Nigeria almost triples budget for Niger Delta militants amnesty


Nigeria’s President Muhammadu Buhari has approved an additional $111 million for an amnesty program for militants (Niger Delta Avengers) responsible for an uprising in the oil-rich Niger Delta region, according to a statement released by the presidency on Sunday.

According to Vice President Yemi Osinbajo’s media aide, Laolu Akande, the additional funds will be used used to fund “monthly amnesty stipends, as well as reintegration activities, and training and employment schemes.”

NewsWeek reports that the Nigerian government began paying into an amnesty program in 2009 to tackle violence in the Niger Delta, in the country’s southeast, where militant groups opposed to the presence of foreign oil companies in Nigeria and calling for redistribution of the region’s oil wealth have attacked oil facilities.
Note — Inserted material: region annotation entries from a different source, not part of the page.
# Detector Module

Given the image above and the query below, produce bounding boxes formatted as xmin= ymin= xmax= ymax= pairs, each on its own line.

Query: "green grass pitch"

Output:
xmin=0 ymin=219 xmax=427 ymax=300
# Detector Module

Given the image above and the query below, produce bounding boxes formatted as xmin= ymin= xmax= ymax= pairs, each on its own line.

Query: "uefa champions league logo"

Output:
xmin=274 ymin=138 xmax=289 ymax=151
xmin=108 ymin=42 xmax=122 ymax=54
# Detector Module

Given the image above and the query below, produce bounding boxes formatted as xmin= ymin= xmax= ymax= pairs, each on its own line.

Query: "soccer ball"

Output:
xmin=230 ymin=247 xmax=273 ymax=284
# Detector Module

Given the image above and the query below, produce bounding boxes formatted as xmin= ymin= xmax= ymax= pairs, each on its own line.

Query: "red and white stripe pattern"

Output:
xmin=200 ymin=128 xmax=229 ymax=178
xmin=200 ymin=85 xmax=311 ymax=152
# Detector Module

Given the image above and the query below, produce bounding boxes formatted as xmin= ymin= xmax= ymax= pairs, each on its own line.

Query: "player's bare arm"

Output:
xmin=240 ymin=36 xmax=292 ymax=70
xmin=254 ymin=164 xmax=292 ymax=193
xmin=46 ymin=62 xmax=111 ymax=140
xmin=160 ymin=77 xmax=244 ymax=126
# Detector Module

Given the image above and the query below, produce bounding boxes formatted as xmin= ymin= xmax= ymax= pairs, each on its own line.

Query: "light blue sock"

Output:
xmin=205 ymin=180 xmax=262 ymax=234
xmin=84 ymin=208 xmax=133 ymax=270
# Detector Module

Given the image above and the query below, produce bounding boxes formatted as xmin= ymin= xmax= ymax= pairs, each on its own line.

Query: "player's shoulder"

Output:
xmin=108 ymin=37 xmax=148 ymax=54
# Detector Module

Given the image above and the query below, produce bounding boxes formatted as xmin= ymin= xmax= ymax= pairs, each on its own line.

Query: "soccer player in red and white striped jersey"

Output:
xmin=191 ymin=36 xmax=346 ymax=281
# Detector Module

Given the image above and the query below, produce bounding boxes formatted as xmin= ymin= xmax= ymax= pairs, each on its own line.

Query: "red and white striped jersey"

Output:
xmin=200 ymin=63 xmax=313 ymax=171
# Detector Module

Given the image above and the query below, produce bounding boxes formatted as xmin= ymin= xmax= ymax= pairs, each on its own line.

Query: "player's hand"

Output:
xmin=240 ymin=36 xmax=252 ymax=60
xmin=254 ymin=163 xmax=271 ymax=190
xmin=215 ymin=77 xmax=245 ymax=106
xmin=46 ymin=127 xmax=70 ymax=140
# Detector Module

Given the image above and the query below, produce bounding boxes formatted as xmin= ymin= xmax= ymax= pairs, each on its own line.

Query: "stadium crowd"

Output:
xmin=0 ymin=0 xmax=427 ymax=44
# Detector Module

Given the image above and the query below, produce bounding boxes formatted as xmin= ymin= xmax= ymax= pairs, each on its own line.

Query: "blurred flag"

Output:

Among these, the Niger Delta Avengers (NDA) group has claimed responsibility for most of the attacks in 2016.

It further reports that attacks on oil pipelines have severely impacted Nigeria’s oil production; some companies have halted production in the region and the country’s oil output fell around 700,000 barrels per day (bpd) to around 1.5 million bpd for several months in 2016. However, Maikanti Baru, head of the Nigerian National Petroleum Corporation, said earlier in May the country is now producing 2 million barrels per day.

Under the 2009 amnesty programme, each former militant is entitled to 65,000 naira a month plus job training. But in March a special adviser to Nigeria’s president said the programme was facing a cash crunch, Reuters Africa reports.

“Currently the Amnesty Office has now paid up all ex-militants backlog of their stipends up to the end of 2016,” the presidency said in a statement.

Authorities had previously cut the budget for cash payments to militants to end corruption. They later resumed payments to keep pipeline attacks from crippling vital oil revenues.

Last month, former militant leaders in the Niger Delta urged the government to pay out delayed amnesty stipends or face protests.

The government has been holding talks with militants to end the attacks that cut Nigeria’s output by 700,000 barrels a day (bpd) for several months last year, reducing total production at that time to about 1.2 million bpd. It has since rebounded.

The presidency also said all promises made by Vice President Yemi Osinbajo on recent visits of the Niger Delta to boost development would be kept.

The damage from attacks on Nigeria’s oil industry has exacerbated a downturn in Africa’s largest economy, which slipped into recession in 2016 for the first time in 25 years, largely due to low oil prices.

Crude oil sales make up around two-thirds of government revenue.